Short eruption window revealed by absolute crystal growth rates in a granitic magma

The potential for cataclysmic volcanic eruptions depends on the volume of magma stored in shallow crustal reservoirs and the amount of time over which magma can accumulate without cooling and crystallizing to form a pluton of solid rock. Magma reservoir volume and longevity are, in turn, controlled by the flux of new magma into the system and the crystal content of the reservoir. To understand why some magmas erupt, whereas others solidify in the crust, the timescales for crystal growth and upper-crust magma residence must be determined from both erupted volcanic rocks and intruded plutonic rocks. However, our understanding of these timescales is largely restricted to volcanic rocks only and measurements from plutonic rocks are missing. Here we use U-Pb geochronological dating of zircon crystals sampled from a seven-million-year-old upper crustal pluton in Elba, Italy.
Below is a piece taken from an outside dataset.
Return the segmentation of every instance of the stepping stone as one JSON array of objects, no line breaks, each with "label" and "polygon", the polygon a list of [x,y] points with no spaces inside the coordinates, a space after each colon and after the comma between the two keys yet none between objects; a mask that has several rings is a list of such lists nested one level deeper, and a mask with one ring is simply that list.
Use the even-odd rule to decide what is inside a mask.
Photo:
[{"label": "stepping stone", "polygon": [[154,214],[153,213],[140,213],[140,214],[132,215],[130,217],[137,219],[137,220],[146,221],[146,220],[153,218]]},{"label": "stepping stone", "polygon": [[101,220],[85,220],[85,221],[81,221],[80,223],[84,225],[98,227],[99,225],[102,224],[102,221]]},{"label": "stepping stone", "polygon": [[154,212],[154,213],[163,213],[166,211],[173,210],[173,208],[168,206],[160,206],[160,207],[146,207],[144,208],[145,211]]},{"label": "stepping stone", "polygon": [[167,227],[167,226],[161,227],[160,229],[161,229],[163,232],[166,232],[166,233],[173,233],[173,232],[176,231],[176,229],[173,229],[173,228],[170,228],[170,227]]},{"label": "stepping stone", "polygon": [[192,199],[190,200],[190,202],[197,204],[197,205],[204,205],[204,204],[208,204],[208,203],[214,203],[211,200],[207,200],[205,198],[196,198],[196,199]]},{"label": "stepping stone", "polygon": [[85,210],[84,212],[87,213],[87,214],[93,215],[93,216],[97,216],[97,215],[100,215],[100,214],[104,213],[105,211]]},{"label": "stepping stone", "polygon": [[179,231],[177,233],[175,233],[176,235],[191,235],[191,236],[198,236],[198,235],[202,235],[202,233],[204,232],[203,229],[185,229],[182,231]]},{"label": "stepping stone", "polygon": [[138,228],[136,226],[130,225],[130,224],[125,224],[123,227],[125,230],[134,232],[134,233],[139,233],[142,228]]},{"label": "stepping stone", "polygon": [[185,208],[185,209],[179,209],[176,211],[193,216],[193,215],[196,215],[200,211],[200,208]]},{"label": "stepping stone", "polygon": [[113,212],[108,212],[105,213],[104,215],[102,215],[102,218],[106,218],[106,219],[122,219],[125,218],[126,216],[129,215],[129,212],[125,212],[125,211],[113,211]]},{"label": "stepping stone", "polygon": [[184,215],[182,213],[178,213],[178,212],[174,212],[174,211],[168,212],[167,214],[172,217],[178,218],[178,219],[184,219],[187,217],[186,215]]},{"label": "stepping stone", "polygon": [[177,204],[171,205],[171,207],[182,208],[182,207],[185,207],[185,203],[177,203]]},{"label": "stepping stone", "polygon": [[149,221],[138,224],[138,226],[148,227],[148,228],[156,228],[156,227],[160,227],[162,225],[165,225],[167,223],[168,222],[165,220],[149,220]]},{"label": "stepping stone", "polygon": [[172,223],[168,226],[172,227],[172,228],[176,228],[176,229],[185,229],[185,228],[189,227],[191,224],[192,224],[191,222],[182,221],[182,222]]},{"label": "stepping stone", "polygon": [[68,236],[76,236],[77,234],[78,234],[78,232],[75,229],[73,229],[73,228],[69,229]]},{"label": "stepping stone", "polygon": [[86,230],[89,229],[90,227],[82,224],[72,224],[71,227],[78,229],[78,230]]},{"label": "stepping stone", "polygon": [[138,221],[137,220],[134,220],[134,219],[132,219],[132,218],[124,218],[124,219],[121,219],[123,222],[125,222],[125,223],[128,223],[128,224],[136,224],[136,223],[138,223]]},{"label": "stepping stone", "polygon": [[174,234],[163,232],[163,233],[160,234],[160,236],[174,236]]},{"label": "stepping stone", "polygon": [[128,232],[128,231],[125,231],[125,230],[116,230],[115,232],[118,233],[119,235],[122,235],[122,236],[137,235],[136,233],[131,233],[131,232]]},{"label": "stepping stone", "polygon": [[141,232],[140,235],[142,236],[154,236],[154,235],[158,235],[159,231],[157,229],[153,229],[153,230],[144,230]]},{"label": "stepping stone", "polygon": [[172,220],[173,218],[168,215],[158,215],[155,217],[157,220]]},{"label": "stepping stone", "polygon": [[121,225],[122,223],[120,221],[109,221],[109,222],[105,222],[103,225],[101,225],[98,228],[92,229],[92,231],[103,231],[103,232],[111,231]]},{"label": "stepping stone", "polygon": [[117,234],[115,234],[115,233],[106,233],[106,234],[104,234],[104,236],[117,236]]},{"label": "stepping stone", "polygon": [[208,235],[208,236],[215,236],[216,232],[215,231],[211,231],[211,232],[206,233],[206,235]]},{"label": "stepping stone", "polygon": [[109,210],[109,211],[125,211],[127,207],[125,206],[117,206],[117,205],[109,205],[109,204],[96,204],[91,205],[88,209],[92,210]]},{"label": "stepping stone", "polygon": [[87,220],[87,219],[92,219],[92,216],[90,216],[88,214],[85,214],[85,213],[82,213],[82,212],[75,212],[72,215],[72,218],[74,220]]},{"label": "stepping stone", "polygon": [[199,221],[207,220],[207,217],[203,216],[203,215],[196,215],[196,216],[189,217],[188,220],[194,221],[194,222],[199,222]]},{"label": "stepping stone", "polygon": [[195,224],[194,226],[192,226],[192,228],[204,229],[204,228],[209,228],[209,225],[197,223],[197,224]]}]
The zircon crystals were found as inclusions within the cores and rims of 6-8-cm-long potassium-feldspar megacrysts and constrain the rate of megacryst growth to 0.2-1.1 1/4m yr -1. We combine the measured growth rates with petrological observations and phase-equilibrium modelling to show that the transition from eruptible magmas to immobile granitic mush and pluton formation occurred in just 10-40 thousand years. This short time window for a potential eruption implies that some magmas reside in upper crustal reservoirs for only a brief period before eruption.